Owen had given her some pills, and now she sat there watching, drinking some wine, and feeling as though a dark lid were sliding over her. She looked down at her hands, limply lying in her lap. What had she done? How could she have carried Charlie into the garage to hide him away? Who was she now?

She saw old Dan Miller ensconced in his swivel chair across the water, the light from his TV set silhouetting his bushy, white cockscomb hair. He was always in that chair, facing one way or another. Sometimes he held binoculars to his eyes to get a better look. Seeing him like that always gave her a hollow feeling, only served to remind her how after Seth had died he’d simply retreated from life. He’d become one of those people on the outside, looking in. Face pressed against the glass. She wondered if Dan had seen something that morning, anything that she would not want him to see.

Even in her drugged and drunken stupor, Liz traced the sight line from Dan’s vantage point to the driveway the Jarretts shared with the Franklins. She wasn’t sure, but she didn’t think he could have seen what had transpired when she backed out from the garage. He might have witnessed Charlie wander over with his pinecones, the lurching of her car, her panic as she ran around to find the dead boy behind the car.

Liz looked over at the house next door. Carole and David’s place had knife cuts for windows on the street and the sides facing their neighbors. The narrow windows were afire with light. Every one of them. She wondered if they were looking in every room again, trying to find something that might indicate where Charlie had gone.

Or who had taken him.

She knew they’d never see him again. Carole’s heart would be broken forever. The chain reaction that she’d ignited would reverberate for the rest of their lives. Carole would grieve. David too. They’d do so publicly. Arms would wrap around them. Maybe their marriage would become stronger. Maybe it would disintegrate. Liz had done all of that. She’d lit a fuse, and there was no way of stopping it.

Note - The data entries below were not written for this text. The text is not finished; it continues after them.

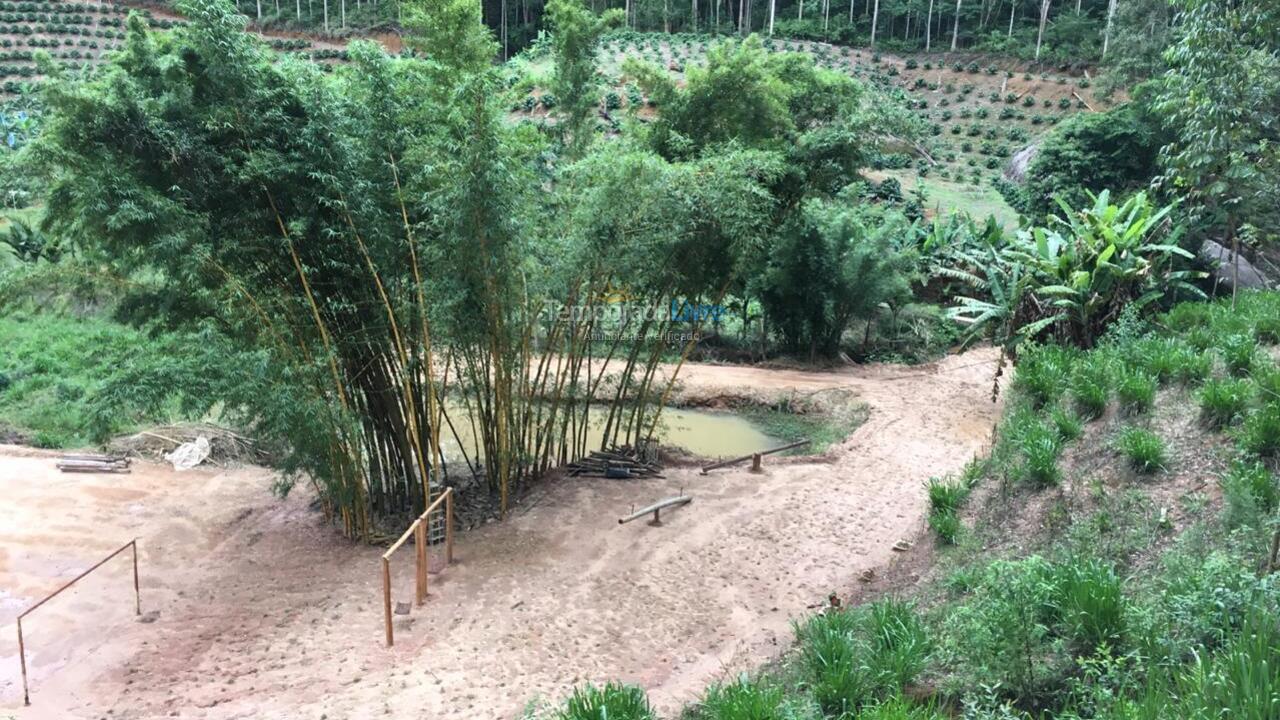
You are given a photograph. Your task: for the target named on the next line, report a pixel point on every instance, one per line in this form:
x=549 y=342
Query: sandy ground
x=264 y=613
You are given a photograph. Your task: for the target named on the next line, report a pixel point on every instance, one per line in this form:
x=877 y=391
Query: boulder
x=1016 y=169
x=1223 y=270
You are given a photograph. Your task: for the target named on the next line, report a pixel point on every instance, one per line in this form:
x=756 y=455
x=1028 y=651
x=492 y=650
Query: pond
x=700 y=432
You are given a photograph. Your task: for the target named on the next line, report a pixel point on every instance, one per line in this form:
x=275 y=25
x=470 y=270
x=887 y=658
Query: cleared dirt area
x=264 y=611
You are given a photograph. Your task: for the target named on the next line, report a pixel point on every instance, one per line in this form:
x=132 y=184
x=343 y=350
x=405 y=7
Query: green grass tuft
x=1260 y=434
x=1144 y=450
x=613 y=701
x=1223 y=401
x=1091 y=388
x=1136 y=392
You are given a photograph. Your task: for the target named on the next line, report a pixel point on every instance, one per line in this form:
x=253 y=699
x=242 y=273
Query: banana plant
x=1089 y=264
x=1009 y=314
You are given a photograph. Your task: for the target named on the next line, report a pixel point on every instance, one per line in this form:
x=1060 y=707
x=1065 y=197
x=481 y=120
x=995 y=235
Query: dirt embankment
x=266 y=613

She would live with what she’d done. She’d cry with her friend, but her tears would not come from the same place as Carole’s. Owen would stand by her. Wouldn’t he? In books, secrets are always a dangerous bond. Would they stay together because of what he had on her? And what she would have on him when he’d fixed the problem?

Liz put the wineglass to her lips and poured the rest of it down her constricted throat. She hated pinot gris, but it was what Owen gave her when he told her to pull herself together.

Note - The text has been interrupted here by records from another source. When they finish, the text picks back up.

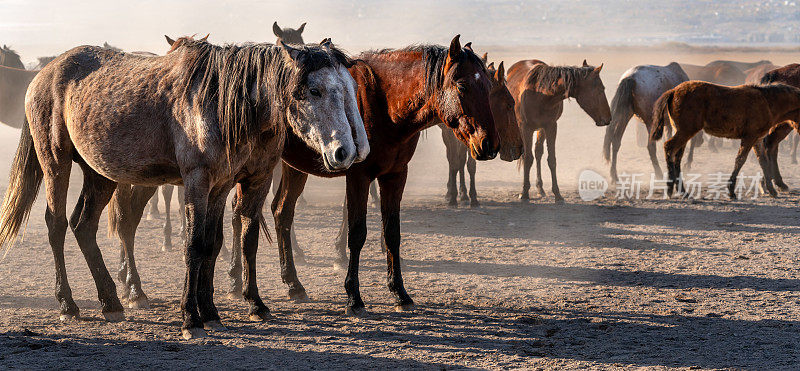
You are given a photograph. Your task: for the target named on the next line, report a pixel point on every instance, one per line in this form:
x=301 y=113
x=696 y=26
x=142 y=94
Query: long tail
x=621 y=112
x=23 y=187
x=661 y=114
x=113 y=212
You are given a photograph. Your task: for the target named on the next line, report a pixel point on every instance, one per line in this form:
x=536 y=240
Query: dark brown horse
x=401 y=92
x=789 y=75
x=745 y=112
x=10 y=58
x=539 y=91
x=289 y=35
x=511 y=146
x=224 y=102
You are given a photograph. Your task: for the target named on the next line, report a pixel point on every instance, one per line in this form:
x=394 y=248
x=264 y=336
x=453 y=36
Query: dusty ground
x=602 y=284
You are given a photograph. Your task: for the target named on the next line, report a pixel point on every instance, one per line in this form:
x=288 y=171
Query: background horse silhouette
x=789 y=75
x=746 y=112
x=539 y=91
x=638 y=90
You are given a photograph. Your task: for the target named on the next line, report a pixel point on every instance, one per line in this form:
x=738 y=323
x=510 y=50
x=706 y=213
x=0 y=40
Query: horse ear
x=500 y=75
x=598 y=69
x=455 y=47
x=291 y=52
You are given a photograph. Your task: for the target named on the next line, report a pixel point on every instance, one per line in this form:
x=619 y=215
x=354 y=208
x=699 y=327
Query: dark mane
x=223 y=79
x=10 y=58
x=546 y=79
x=434 y=57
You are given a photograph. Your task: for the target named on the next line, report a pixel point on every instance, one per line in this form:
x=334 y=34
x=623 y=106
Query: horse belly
x=125 y=151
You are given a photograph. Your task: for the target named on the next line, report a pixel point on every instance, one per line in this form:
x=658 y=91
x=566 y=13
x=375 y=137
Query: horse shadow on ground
x=441 y=330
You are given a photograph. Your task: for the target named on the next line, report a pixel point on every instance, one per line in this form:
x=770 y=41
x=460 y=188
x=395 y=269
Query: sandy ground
x=603 y=284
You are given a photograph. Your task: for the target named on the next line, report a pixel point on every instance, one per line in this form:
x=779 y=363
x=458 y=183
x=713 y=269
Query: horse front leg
x=357 y=191
x=527 y=162
x=235 y=291
x=741 y=157
x=251 y=202
x=283 y=208
x=392 y=186
x=131 y=203
x=473 y=193
x=196 y=191
x=166 y=192
x=213 y=240
x=550 y=136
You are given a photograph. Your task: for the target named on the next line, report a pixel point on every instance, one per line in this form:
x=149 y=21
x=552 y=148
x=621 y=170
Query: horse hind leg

As she waited for Owen, she prayed silently that God would forgive her and would understand that it had indeed been an accident. That God would know that evil didn’t live in her heart. That she’d made a mistake. As the wine and the pills took over, Liz felt her eyelids become heavy and her limbs go numb. The wineglass dropped into her lap. What was happening? She wondered if she was overdosing. She hoped that she was. She didn’t deserve to live. She didn’t want to live. Living would be torture.

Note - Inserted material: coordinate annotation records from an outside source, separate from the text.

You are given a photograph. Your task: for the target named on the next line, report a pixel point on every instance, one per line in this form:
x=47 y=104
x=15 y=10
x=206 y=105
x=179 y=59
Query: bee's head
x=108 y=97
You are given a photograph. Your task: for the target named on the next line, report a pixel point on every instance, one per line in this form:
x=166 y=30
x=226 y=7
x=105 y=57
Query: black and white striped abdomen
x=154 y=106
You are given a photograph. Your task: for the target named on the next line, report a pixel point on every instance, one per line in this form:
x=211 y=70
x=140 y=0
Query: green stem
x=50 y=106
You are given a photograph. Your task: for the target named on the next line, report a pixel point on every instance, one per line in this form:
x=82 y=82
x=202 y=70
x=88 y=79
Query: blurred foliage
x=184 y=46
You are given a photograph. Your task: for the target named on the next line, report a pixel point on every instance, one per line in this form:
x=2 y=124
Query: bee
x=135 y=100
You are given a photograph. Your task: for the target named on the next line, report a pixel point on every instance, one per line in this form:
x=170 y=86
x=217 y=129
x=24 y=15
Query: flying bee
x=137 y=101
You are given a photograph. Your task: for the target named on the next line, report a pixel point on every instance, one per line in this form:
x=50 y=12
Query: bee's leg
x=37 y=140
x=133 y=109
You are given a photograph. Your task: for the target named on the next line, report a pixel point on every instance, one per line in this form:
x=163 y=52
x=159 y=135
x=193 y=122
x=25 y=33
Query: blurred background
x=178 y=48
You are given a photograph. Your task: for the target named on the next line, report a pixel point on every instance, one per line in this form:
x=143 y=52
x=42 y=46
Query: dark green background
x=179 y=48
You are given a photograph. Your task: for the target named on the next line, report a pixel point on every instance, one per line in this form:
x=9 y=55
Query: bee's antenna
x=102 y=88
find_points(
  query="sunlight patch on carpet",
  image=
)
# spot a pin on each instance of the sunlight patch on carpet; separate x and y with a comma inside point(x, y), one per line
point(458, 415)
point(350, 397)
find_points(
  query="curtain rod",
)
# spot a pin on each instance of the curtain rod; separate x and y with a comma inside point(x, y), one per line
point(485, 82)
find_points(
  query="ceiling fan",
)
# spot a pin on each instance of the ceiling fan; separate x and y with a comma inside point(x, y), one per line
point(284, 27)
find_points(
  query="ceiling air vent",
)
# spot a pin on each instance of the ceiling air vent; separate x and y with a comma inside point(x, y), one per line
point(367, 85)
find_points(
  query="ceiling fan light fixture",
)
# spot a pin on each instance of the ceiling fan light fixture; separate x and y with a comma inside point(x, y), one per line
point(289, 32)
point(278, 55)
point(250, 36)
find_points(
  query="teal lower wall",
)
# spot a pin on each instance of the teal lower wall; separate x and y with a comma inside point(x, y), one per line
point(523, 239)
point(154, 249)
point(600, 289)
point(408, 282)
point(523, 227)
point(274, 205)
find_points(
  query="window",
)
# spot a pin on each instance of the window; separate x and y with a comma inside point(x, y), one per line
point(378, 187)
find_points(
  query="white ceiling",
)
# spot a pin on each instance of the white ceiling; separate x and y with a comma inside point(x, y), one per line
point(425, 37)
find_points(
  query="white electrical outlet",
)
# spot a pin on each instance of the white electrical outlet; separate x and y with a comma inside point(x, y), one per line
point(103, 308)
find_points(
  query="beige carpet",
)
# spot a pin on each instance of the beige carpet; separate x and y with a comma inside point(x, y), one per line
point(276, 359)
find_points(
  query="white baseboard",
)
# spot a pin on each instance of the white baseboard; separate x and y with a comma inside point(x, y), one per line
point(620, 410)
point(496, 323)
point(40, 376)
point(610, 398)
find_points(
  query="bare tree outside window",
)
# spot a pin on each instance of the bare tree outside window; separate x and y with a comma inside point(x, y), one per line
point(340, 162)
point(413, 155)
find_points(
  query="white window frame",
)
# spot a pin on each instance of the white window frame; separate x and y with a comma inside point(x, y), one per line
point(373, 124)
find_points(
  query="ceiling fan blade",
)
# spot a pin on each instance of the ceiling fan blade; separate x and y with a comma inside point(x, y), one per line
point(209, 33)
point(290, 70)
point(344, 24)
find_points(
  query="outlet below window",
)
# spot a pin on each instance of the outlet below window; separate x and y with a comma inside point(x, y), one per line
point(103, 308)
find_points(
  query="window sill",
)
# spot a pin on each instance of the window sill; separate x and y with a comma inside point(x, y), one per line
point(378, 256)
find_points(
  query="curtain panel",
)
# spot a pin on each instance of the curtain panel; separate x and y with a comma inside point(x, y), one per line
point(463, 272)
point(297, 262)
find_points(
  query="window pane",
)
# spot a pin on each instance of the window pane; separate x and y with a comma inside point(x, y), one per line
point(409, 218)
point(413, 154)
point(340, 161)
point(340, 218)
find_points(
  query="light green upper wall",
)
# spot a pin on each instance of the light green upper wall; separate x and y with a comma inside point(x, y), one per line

Liz looked down at the river.

It was a black snake with a stain of silver from a fading moon peeking through the breaking clouds. It called over to her. Begged her. Told her that if she would go into the water, everything would be all right.



Charlie Franklin came to her as she drifted off, sitting on the porch in an old Adirondack chair that her grandfather had made out of lumber from a cedar tree that had died not long after he bought the property.

Charlie had his bucket of pinecones and a big grin on his face as he knelt beside her while she rested. He told her that everything would be all right. That when she got to heaven, they’d make those turkeys together, like she had promised. He spoke to her in complete, measured sentences. Not like a three-year-old at all. He told her that he knew that she hadn’t intended any of what happened to him. That she was not the reason he had died. That what had transpired between them on the driveway that morning had been an accident.

“Lizzie,” he said, “it’ll be okay.”

Liz woke up with a start and picked up her empty wineglass, which had somehow managed to hit the floor beside her chair without breaking. She felt woozy and strange. Not herself.

She knew she would never again be whoever she’d been.

She hoisted herself up from the chair and held the handrail to make her way back inside.

“Owen?” she called out, her voice raspy and her feet unsteady.

No answer.

She went into the kitchen, the bedroom, the office, even the bathroom, stumbling as she worked her way through the house. As repulsed as she was at what she’d done, it took everything she had to avoid going into the garage to see what Owen was doing in there.